Mr. Hatch stopped publishing the number of STN subscribers after it topped 700-to avoid "the braggart factor," he says, and because he's actually a little disappointed. Growth, he says, is steady if not heady.
Other services also report incremental growth while acknowledging that many computer-savvy Christians have yet to catch on to the practical advantages of real-time contact with servants in far-away places.
Mae Robinson was converted to the cause about the time STN began. At a local missions conference, the Oostburg, Wis., resident picked up prayer cards for 80 missionaries and vowed to start writing to and praying for them. She began the vocation with long-hand letters and an extensive collection of manila folders, but found that eventually she was sending mostly postcards. Now, she says, 60 percent of her subjects have e-mail accounts, and her correspondence with them takes more the form of conversation.

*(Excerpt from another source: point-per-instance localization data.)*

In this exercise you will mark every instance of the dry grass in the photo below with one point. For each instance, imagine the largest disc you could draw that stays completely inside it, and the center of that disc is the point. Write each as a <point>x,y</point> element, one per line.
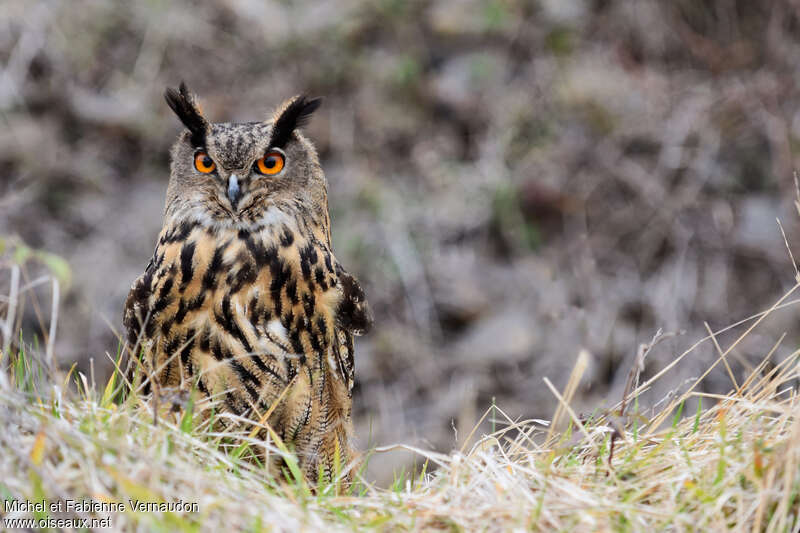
<point>732,463</point>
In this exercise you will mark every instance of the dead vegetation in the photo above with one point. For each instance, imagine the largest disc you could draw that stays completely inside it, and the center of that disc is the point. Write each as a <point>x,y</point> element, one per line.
<point>731,462</point>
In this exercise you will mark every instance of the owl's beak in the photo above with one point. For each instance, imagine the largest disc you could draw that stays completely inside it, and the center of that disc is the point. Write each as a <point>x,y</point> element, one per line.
<point>234,193</point>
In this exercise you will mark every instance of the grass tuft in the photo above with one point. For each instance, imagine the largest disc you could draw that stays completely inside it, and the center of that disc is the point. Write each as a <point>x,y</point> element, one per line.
<point>731,464</point>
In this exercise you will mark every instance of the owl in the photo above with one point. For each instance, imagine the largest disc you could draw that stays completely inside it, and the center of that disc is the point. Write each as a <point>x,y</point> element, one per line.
<point>243,298</point>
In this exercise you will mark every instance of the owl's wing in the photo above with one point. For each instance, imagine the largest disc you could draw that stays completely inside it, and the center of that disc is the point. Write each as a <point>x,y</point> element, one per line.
<point>137,306</point>
<point>353,317</point>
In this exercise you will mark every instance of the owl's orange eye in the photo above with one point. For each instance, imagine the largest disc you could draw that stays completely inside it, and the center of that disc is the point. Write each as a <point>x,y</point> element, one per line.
<point>270,164</point>
<point>203,163</point>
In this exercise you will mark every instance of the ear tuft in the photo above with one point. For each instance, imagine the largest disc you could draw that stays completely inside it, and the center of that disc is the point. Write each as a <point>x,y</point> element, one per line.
<point>185,105</point>
<point>292,115</point>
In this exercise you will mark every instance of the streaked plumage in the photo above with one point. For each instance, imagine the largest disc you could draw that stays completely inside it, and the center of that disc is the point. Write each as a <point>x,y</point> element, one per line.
<point>243,296</point>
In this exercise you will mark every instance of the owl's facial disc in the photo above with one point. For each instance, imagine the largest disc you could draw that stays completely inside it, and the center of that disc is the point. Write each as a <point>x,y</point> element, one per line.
<point>234,192</point>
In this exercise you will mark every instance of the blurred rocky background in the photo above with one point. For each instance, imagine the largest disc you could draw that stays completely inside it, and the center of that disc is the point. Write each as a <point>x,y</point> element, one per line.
<point>512,181</point>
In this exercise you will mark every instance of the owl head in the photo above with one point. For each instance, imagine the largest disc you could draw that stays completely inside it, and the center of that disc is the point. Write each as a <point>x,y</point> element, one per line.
<point>244,175</point>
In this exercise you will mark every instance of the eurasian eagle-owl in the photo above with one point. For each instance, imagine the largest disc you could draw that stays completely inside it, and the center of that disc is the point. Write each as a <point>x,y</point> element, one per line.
<point>243,297</point>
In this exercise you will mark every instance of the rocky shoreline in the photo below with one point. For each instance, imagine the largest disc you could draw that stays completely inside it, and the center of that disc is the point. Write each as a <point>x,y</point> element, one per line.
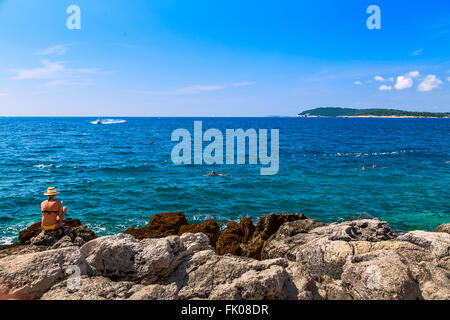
<point>283,256</point>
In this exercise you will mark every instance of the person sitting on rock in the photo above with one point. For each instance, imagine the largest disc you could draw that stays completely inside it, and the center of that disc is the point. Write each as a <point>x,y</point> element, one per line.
<point>52,211</point>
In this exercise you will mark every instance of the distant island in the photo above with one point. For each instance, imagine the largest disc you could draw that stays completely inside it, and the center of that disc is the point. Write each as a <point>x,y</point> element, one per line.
<point>370,113</point>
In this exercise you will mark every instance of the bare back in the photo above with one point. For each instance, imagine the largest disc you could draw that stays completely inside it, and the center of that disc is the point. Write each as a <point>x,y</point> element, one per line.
<point>51,211</point>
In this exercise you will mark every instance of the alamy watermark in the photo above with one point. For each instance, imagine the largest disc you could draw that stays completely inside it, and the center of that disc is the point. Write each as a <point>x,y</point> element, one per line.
<point>73,22</point>
<point>235,147</point>
<point>374,280</point>
<point>374,21</point>
<point>74,281</point>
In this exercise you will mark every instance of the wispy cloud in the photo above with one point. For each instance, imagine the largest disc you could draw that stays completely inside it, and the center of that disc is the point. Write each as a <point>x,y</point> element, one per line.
<point>48,70</point>
<point>403,83</point>
<point>406,81</point>
<point>196,89</point>
<point>57,72</point>
<point>413,74</point>
<point>59,50</point>
<point>429,83</point>
<point>417,52</point>
<point>385,88</point>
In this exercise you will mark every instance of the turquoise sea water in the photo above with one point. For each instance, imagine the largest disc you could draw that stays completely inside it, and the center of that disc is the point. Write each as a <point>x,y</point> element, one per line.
<point>112,176</point>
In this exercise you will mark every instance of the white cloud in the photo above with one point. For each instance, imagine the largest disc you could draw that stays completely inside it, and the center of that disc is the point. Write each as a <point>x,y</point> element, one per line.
<point>55,71</point>
<point>413,74</point>
<point>385,88</point>
<point>243,84</point>
<point>418,52</point>
<point>196,89</point>
<point>403,83</point>
<point>47,71</point>
<point>429,83</point>
<point>60,50</point>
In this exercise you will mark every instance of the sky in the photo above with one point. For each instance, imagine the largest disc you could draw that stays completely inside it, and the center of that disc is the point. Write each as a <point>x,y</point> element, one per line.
<point>221,58</point>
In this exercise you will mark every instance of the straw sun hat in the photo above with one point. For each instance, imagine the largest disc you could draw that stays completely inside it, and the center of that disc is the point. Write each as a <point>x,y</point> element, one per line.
<point>51,192</point>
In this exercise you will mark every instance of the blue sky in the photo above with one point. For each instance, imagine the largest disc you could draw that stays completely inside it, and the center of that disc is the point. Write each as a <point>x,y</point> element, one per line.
<point>221,58</point>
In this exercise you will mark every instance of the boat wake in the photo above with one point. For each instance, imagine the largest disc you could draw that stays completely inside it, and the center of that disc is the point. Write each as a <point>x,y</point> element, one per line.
<point>108,121</point>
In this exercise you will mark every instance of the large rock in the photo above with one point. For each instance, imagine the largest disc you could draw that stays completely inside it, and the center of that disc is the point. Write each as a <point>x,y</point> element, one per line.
<point>209,276</point>
<point>73,231</point>
<point>160,257</point>
<point>72,227</point>
<point>210,228</point>
<point>234,236</point>
<point>94,288</point>
<point>122,257</point>
<point>28,276</point>
<point>359,230</point>
<point>267,225</point>
<point>160,225</point>
<point>112,256</point>
<point>379,275</point>
<point>245,239</point>
<point>283,242</point>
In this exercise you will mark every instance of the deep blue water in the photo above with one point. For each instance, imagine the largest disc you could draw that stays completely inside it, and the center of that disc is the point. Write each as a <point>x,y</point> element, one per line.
<point>112,177</point>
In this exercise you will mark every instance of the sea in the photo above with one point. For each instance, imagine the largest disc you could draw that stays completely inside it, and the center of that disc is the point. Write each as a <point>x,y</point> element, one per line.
<point>116,175</point>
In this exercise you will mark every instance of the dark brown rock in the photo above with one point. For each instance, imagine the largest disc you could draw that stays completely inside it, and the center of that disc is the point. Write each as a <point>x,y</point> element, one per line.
<point>232,238</point>
<point>267,226</point>
<point>443,228</point>
<point>160,225</point>
<point>245,239</point>
<point>209,228</point>
<point>35,229</point>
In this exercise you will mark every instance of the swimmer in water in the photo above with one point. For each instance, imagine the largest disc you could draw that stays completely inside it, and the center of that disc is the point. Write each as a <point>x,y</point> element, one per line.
<point>213,173</point>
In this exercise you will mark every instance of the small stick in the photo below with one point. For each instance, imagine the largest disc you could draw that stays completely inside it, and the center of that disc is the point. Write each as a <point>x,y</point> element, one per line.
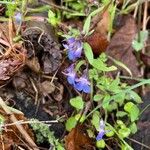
<point>139,143</point>
<point>19,127</point>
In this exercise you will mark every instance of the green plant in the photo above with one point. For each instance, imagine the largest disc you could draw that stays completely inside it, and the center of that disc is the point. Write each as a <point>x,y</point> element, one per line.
<point>43,134</point>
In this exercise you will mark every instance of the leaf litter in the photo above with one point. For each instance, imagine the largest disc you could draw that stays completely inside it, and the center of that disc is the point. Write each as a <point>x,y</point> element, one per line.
<point>33,72</point>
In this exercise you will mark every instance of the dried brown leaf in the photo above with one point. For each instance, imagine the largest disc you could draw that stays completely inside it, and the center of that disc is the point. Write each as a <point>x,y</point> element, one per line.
<point>120,47</point>
<point>98,42</point>
<point>78,140</point>
<point>33,64</point>
<point>146,59</point>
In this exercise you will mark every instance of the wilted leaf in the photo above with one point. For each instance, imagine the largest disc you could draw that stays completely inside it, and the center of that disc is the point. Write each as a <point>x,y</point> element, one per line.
<point>71,123</point>
<point>133,110</point>
<point>146,59</point>
<point>78,140</point>
<point>33,64</point>
<point>98,42</point>
<point>120,47</point>
<point>77,102</point>
<point>8,67</point>
<point>88,53</point>
<point>47,87</point>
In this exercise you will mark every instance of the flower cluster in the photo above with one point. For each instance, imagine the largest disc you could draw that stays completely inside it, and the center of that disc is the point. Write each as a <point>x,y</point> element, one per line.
<point>80,84</point>
<point>18,18</point>
<point>102,130</point>
<point>74,49</point>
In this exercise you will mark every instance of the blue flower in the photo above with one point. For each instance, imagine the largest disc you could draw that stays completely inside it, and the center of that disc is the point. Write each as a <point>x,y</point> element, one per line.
<point>102,131</point>
<point>18,17</point>
<point>74,48</point>
<point>71,74</point>
<point>82,84</point>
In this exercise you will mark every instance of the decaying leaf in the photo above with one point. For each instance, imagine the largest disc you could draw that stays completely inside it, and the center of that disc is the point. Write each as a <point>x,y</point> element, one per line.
<point>33,64</point>
<point>78,140</point>
<point>10,136</point>
<point>7,68</point>
<point>98,40</point>
<point>47,87</point>
<point>120,47</point>
<point>146,59</point>
<point>103,25</point>
<point>40,42</point>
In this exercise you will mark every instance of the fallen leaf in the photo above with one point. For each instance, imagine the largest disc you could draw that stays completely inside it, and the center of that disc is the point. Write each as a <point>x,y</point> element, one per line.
<point>120,47</point>
<point>146,59</point>
<point>47,87</point>
<point>33,64</point>
<point>10,136</point>
<point>98,42</point>
<point>78,140</point>
<point>103,24</point>
<point>98,39</point>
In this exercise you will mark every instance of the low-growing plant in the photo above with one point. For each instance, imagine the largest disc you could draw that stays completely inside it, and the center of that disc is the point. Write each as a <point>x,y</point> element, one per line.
<point>44,134</point>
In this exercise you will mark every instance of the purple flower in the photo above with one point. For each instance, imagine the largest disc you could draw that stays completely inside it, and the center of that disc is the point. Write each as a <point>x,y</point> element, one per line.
<point>101,131</point>
<point>74,48</point>
<point>18,17</point>
<point>71,74</point>
<point>82,84</point>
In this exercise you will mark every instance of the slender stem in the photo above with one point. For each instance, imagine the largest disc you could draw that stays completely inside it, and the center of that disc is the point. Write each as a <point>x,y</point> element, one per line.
<point>144,109</point>
<point>139,143</point>
<point>143,82</point>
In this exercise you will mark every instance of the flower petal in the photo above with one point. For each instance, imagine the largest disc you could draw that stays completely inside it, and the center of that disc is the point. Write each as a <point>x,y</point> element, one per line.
<point>86,88</point>
<point>100,135</point>
<point>79,86</point>
<point>71,80</point>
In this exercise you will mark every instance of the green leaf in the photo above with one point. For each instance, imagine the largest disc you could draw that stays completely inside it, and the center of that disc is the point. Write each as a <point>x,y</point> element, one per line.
<point>133,128</point>
<point>95,120</point>
<point>112,106</point>
<point>121,65</point>
<point>119,98</point>
<point>124,132</point>
<point>133,95</point>
<point>138,45</point>
<point>106,101</point>
<point>97,97</point>
<point>77,102</point>
<point>88,52</point>
<point>121,114</point>
<point>100,65</point>
<point>133,111</point>
<point>86,26</point>
<point>126,147</point>
<point>71,123</point>
<point>79,64</point>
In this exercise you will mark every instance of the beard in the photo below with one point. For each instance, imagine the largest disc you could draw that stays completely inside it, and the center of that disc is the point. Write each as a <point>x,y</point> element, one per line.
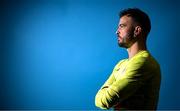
<point>127,41</point>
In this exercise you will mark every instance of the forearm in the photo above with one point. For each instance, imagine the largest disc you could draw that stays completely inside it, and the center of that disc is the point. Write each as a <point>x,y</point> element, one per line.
<point>106,98</point>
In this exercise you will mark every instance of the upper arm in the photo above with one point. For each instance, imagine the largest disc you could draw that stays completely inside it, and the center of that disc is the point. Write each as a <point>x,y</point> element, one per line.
<point>124,87</point>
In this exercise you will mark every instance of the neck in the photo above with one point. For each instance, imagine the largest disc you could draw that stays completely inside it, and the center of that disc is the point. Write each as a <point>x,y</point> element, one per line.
<point>135,48</point>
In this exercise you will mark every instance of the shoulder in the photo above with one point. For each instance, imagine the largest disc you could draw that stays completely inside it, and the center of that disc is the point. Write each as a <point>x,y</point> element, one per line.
<point>143,60</point>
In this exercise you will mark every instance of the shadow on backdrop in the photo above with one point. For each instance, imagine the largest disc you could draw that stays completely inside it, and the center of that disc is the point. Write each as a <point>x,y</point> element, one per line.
<point>57,53</point>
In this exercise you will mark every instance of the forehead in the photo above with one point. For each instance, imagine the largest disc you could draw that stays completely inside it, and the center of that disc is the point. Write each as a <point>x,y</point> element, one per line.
<point>125,19</point>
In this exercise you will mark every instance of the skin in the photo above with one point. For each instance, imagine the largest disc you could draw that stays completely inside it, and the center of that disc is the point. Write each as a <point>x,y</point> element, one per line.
<point>130,36</point>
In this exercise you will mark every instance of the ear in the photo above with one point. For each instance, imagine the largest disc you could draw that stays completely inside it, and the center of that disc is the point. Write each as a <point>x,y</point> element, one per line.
<point>137,31</point>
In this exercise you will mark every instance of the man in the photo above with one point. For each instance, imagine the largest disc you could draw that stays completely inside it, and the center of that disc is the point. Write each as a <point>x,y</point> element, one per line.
<point>135,82</point>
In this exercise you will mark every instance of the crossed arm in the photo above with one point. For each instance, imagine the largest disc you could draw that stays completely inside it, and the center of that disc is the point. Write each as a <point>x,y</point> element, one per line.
<point>116,90</point>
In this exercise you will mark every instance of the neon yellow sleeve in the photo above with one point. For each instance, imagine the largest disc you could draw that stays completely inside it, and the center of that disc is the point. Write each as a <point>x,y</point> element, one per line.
<point>125,86</point>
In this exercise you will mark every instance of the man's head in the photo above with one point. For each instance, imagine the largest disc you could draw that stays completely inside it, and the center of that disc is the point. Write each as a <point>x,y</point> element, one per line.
<point>134,25</point>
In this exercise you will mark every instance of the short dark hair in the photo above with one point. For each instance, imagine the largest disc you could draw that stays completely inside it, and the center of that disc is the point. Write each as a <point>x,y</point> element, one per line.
<point>138,16</point>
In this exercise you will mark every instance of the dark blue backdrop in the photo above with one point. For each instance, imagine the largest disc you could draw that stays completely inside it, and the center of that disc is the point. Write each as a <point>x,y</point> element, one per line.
<point>55,54</point>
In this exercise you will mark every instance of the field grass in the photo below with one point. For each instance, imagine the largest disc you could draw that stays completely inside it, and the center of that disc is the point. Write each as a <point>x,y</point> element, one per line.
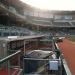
<point>72,38</point>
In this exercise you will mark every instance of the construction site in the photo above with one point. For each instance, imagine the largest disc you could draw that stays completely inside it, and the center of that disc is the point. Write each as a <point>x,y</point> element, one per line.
<point>34,41</point>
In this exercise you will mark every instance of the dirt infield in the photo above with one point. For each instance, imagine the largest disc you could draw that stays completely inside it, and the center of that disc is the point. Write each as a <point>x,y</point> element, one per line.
<point>68,50</point>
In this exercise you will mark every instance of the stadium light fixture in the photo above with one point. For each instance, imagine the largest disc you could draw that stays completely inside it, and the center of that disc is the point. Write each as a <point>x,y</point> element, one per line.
<point>52,4</point>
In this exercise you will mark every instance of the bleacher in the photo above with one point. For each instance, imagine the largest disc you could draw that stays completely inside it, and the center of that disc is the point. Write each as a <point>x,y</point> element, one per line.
<point>73,23</point>
<point>6,30</point>
<point>61,24</point>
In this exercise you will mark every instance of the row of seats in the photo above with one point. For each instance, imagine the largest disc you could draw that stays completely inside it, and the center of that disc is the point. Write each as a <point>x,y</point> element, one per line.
<point>65,24</point>
<point>13,30</point>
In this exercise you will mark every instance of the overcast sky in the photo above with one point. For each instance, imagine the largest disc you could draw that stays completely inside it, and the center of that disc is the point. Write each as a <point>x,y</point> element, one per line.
<point>52,4</point>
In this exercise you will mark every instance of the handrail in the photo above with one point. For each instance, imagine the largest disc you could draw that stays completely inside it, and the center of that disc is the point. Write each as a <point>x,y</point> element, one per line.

"They can send me a prayer request for that day, I can read it and pray for them in real time, and sometimes hear from them about God's answer the same day," she said.
Mr. Hatch is keen on the growth of mission-mindedness through computer access, but cautious about all its forms. Most networks are "unmoderated," which means that if anyone posts a message, everyone on the list gets it. This, he says, can lead to the rapid spread of misinformation and can put missionaries in danger. Dispatchers for STN are trained and tested in filtering what comes in. Requests for money are automatically returned. Names and places are removed if there are questions of safety. And dispatchers are asked to develop a sixth sense about fakes.
Mr. Hatch recently tested the dispatchers with an urgent e-mail message from the Philippines. It reported a Catholic church "under siege" by street rioters and a heavy toll of injuries. "'Under siege' is strong terminology," he said, and it tipped him off. After checking wire services and with other missionaries in Manila, he concluded it was a fraud. The other dispatchers caught on, too, a reminder that even the wonders of computing need to be covered with common sense.